Thank you JRey for being part of the 8 question project.
I hope everyone enjoys reading JRey’s viewpoints and ideas!
34 years old
I am a light-skinned, freckled woman with medium length brown/reddish hair. I have a round face that turns red easily when I am hot, embarrassed, or laughing. I have a few extra curves and am starting to be more comfortable with them. I am pretty tall at 5’7” and love to wear heels.
I live in South Florida but was born and raised on Long Island. This information is important because you can take the girl out of Long Island but can’t take the Long Island out of the girl.
Wow, what is the meaning of life? Isn’t this a question we would all like to have an answer to? I think we all have to find our own meaning since there is no confirmed universal answer to this question. I think the meaning of my life is to help others and make a positive impact in my community. I have poured myself into this throughout my work but now have the opportunity to raise a son in the same light. I want him to know that I am here to help him throughout his life. I want him to know that it is a goal of mine to raise a son who will be a positive, productive member of society. I want him to know that it is important to make a difference in the lives of others, even if the act is small. My life is meaningful to me because of these things, therefore is my meaning of life.

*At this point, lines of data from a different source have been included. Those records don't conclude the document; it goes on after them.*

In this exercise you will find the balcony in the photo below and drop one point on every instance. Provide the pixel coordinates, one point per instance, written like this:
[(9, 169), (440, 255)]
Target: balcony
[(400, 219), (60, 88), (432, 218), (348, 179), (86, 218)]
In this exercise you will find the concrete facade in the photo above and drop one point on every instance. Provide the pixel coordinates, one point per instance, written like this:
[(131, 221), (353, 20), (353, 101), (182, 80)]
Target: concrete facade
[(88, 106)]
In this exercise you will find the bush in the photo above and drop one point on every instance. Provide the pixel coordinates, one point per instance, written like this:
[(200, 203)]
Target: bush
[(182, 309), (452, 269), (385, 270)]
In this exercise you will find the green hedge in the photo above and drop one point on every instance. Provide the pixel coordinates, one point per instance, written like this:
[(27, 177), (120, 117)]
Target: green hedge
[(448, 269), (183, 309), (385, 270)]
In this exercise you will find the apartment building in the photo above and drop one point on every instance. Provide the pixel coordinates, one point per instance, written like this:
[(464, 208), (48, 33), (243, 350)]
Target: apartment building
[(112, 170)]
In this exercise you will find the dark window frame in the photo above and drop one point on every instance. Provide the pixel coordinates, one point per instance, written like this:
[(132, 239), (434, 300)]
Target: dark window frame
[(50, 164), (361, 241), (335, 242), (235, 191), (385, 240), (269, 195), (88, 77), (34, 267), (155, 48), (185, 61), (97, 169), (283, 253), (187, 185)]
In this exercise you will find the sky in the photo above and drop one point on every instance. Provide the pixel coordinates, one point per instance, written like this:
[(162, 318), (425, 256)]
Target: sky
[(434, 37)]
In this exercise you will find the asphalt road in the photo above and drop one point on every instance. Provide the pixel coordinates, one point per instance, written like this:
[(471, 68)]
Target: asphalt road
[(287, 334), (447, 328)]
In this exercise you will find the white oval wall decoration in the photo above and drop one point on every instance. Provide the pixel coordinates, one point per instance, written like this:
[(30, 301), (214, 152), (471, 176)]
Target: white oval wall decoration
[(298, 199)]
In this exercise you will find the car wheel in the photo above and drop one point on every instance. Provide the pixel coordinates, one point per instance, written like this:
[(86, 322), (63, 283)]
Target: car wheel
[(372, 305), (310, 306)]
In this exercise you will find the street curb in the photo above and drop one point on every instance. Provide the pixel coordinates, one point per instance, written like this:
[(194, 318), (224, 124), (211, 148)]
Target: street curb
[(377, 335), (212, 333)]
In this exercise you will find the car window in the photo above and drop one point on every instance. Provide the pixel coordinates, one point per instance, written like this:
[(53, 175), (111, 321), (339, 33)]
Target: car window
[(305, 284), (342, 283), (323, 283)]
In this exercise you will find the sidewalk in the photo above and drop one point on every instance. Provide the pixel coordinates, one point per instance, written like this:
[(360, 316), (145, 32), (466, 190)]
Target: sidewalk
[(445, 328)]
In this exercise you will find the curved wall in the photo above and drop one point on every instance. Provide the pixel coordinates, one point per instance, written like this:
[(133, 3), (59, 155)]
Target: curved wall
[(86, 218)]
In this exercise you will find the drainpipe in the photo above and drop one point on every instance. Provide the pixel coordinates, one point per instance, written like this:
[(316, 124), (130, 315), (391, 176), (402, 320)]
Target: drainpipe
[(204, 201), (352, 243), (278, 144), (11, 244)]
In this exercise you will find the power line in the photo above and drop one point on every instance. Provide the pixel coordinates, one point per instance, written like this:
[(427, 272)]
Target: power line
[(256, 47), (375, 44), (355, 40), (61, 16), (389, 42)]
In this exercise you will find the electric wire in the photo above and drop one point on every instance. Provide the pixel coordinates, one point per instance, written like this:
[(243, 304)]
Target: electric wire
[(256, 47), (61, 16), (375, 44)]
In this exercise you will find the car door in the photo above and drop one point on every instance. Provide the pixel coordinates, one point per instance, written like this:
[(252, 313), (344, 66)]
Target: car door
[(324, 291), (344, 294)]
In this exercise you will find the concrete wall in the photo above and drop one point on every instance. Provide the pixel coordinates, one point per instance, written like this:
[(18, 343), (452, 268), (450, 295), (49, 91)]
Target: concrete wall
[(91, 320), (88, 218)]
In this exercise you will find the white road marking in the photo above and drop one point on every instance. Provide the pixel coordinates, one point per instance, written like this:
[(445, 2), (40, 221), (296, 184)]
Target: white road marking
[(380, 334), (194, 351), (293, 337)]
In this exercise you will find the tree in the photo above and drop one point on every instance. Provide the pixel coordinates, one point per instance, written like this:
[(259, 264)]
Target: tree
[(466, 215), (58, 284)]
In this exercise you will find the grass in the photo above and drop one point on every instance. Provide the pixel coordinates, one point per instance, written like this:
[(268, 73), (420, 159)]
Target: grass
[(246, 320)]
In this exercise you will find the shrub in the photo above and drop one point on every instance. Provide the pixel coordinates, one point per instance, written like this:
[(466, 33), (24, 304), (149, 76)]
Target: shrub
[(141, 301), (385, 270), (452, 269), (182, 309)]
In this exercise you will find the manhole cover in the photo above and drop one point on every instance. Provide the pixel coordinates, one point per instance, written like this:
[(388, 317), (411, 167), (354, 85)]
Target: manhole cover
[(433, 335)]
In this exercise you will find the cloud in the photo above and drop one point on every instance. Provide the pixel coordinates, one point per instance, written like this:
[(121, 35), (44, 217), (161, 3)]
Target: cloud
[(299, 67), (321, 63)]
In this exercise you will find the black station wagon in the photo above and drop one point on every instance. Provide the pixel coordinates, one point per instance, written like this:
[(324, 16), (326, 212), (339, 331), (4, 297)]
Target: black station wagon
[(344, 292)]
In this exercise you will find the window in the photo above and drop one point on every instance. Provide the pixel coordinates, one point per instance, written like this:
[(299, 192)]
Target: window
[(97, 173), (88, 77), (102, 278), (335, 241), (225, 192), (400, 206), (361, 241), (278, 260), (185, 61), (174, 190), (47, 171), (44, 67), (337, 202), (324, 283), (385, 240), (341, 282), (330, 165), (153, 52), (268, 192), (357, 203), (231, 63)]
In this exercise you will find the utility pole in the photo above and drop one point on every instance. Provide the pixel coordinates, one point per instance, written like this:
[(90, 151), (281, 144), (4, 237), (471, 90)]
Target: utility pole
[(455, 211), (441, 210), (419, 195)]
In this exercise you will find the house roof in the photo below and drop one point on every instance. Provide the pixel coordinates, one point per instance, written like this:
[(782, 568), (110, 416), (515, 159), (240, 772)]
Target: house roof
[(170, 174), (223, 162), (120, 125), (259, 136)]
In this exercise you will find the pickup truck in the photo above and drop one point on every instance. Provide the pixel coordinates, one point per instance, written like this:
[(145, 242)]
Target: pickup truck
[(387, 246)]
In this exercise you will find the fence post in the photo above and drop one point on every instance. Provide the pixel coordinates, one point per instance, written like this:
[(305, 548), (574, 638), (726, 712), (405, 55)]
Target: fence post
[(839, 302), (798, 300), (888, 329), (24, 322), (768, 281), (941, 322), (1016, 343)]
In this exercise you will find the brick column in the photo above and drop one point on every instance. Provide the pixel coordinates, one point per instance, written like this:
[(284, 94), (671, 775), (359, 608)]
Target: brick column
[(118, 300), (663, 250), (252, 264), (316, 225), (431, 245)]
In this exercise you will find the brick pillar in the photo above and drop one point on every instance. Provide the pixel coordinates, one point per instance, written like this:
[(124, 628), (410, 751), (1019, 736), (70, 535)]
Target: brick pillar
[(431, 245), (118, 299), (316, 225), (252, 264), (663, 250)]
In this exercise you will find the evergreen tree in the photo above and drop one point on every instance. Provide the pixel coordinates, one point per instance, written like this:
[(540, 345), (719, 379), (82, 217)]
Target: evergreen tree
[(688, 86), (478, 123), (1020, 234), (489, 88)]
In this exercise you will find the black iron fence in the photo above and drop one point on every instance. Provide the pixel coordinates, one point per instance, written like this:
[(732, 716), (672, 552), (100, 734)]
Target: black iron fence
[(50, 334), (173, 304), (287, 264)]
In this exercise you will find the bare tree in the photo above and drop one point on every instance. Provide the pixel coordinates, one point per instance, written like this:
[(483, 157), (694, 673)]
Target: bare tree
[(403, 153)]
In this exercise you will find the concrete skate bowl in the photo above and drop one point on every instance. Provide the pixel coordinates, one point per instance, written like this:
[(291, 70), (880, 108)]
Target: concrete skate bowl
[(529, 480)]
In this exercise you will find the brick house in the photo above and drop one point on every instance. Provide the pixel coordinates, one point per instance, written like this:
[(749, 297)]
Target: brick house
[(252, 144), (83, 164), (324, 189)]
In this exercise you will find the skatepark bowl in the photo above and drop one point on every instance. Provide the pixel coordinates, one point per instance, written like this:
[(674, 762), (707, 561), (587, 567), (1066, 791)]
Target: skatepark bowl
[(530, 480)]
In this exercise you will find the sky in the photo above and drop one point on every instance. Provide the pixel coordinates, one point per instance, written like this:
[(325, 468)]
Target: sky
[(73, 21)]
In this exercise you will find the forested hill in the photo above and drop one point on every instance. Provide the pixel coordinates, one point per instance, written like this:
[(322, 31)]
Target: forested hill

I am definitely afraid to die. My husband is not and his perspective is when it is your day, it is your day. I have a very hard time with that perspective since the impact of someone’s passing is so great on their surviving loved ones. Having lost my mother to cancer at the age of 20 (Mom was only 45), I know what it is like to live longing to talk to someone you love and miss every day. My fear is that I will leave someone feeling that loss was too soon. I know we all say someone’s passing is too soon but I want my son and husband to feel like I was there for the big stuff. I am afraid to die and miss all of those occasions for them the way my Mom missed them with me. I am also slightly afraid of the process of dying. I am afraid of the possibility of the process being painful and I am afraid of there possibly being nothing after this life.
I am happy because I have learned I can accomplish anything I set my mind on. I am happy because I have people in my life I love and care for that love and care for me. I am happy because I love my work; it isn’t work, it is who I am. I am happy because I am free to make my own choices. I am happy because I help others. I am happiest in my home with my little family, even when they are driving me crazy!
This is a tough question. There are probably a lot of messages I would like to give the world so narrowing it down to a message or an idea is challenging. If it were one thing I would give the world it would be this… Find yourself and BE your TRUE self!